Published 4 March 2012
By Ruth Sullivan
Regulators, politicians and shareholders are stepping up pressure on companies for greater board diversity as part of a drive to boost good governance and efficiency, forcing boards to rethink their composition.
Among shareholders calling for change in the companies in which it invests is Legal & General Investment Management, one of the UK’s largest investors.
“LGIM is challenging the composition of boards and bringing diversity into the broader discussion on board nominations and succession planning. We intend to increase that pressure in the future,” says Sacha Sedan, head of corporate governance.
“We want dynamic people and care about skills, nationalities and gender,” he adds.
On the other side of the Atlantic, pressure from Calpers, the California Public Employees’ Retirement System, the largest US public pension fund, recently forced Apple to give shareholders more influence over the election of directors, a move that other companies may have to follow.
In Japan last year, bringing in Michael Woodford, a Briton, to head Olympus, the camera maker, triggered more than just a departure from the culture of an all-Japanese executive, uncovering one of the country’s biggest accounting scandals and shaking up the company.
Olympus still has a long way to go on reforms. Foreign shareholders such as F&C are voicing unhappiness over a new 11-member board, which it says consists of the company’s bankers, major investors and related parties.
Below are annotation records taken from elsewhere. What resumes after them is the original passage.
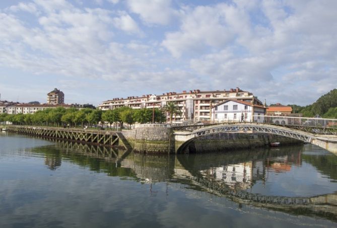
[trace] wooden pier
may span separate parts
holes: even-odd
[[[8,126],[7,129],[9,132],[21,134],[94,144],[119,146],[126,150],[132,149],[132,147],[120,132],[20,125]]]

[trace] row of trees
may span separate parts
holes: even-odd
[[[295,113],[303,113],[305,117],[319,115],[323,118],[337,118],[337,89],[334,89],[318,98],[314,103],[302,107],[288,105],[293,107]]]
[[[65,109],[58,107],[55,109],[46,109],[38,111],[34,114],[17,114],[9,115],[0,114],[0,123],[6,121],[14,124],[30,125],[45,125],[50,126],[62,126],[68,124],[71,127],[84,125],[91,126],[99,123],[109,123],[110,127],[114,124],[126,123],[128,126],[136,122],[146,123],[152,122],[153,118],[156,123],[166,121],[165,112],[173,116],[180,114],[178,106],[173,102],[168,102],[162,109],[132,109],[122,107],[113,110],[102,111],[98,109],[84,108],[78,110],[76,108]]]

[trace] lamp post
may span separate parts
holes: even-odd
[[[155,104],[152,106],[152,123],[155,123]]]

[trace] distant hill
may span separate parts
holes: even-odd
[[[305,107],[288,105],[293,107],[295,113],[303,113],[305,117],[319,115],[324,118],[337,118],[337,89],[324,94],[315,102]]]

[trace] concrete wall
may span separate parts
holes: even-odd
[[[122,133],[134,151],[160,154],[175,153],[174,137],[169,125],[146,124]]]
[[[222,133],[201,137],[191,141],[184,149],[179,150],[178,152],[200,153],[222,151],[261,147],[277,141],[280,142],[281,145],[303,143],[297,139],[265,133]],[[180,147],[183,143],[183,141],[176,140],[176,148]]]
Shareholders will vote on the board at an emergency general meeting next month.
There is increasing agreement among stakeholders that diversity at board and top executive level in terms of nationality, skills and gender leads to more transparency and improved governance practice, however painful the path.
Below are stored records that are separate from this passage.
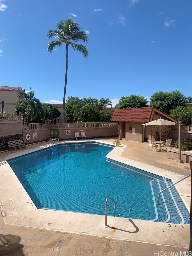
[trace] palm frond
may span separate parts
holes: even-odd
[[[48,45],[47,51],[51,53],[53,51],[53,48],[55,47],[59,47],[62,45],[62,42],[60,41],[52,41]]]
[[[79,44],[74,44],[73,45],[75,49],[79,52],[81,52],[85,58],[87,58],[88,57],[89,55],[88,51],[84,45]]]
[[[75,31],[71,36],[71,40],[74,42],[83,41],[84,43],[87,43],[89,36],[84,31]]]

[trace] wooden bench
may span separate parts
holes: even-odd
[[[16,150],[16,148],[19,147],[19,149],[21,149],[21,147],[24,146],[25,148],[26,148],[26,145],[23,143],[23,140],[12,140],[11,141],[8,141],[7,144],[9,147],[9,149],[10,151],[12,148],[13,148],[14,151]]]

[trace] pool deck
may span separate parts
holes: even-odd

In the US, advisory council members of the National Association of Corporate Directors maintain “lack of apparent diversity can be a sign that the board is not engaging in a rigorous search for the most qualified people, since qualified directors are not concentrated in only one race or gender but can be found in every demographic group”.
The council also suggests that a low level of demographic diversity could be the result of a high proportion of board members being chief executives rather than senior managers or professionals, as the former tend to reflect a less diverse population.
A 2011 joint report by the New-York based Conference Board, NYSE Euronext and Nasdaq on diversity shows little change over the past few years on diversity of directors’ professional backgrounds, with half of the board members of public companies coming from other for-profit companies. In the financial sector this rises to nearly three quarters.
Little progress has been made on increasing the number of female chief executives in large quoted companies with only 16 women CEOs in the entire S&P 500, according to S&P data for 2010.
Matteo Tonello, head of corporate leadership at the Conference Board, says the board of directors of US public companies over the past decade “has continued to draw its talent from the same old pool of individuals with top-level experience as business strategists – individuals who often know little about the new set of oversight responsibilities and, by the open admission of many of them, loathe having to deal with what they perceive as a distraction from business leadership matters”.
Some stakeholders believe best practice in diversity brings more benefit to a company than improving governance in that more diversified boards lead to better performance.
“Getting the best people on boards is important to getting the best returns,” according to L&G’s Mr Sedan.
Helena Morrissey, chief executive of Newton Investment Management and founder of the 30 per cent Club that aims to bring more women on to UK boards, takes it further. “Board diversity is aimed at improving business decisions, reducing risk, sustaining profits growth and therefore higher long-term returns for shareholders,” she maintains.
Research on the extent to which board diversity contributes to performance is growing but findings differ and it it is hard to determine cause and effect.
In terms of gender diversity, a recent Thomson Reuters report, Women in the Workplace, indicates share prices at companies that open job opportunities to women may fare better in volatile or falling markets.
In contrast, a study published in the North Carolina Law Review by Frank Dobbin, a Harvard sociologist, Corporate Board Gender Diversity and Stock Performance 2011, says studies suggest that over the long term board gender diversity does not help companies and may hurt them.
However, it concludes this is due to institutional investor bias against female appointments, as it finds that “female directors have negative effects on stock value and no effects on profits”.
It adds that this is no surprise, given that other favoured corporate governance practices, such as splitting the chairman and chief executive role, do not lead to “increases in profits, stock value, or institutional holdings”.
Regardless of differing opinions, regulation and guidance on diversity is clear. The US financial regulator introduced rules in 2009 requiring public companies to define and disclose their diversity policy, while in the UK the Financial Reporting Council and the revised UK Corporate Governance Code followed suit last year.
So what else is needed? Seamus Gillen, policy director at the Institute for Chartered Secretaries and Administrators, says an awareness of the issue at board level is not enough. “Boards need to have a real understanding of what diversity in a company means, the challenges it brings, and act on it,” he says.
To do this boards have to work out where the gaps in skills and mindsets are within their own companies, and recruit from a wider range of people, including academics, entrepreneurs and people from other social class backgrounds, as well as women, he adds.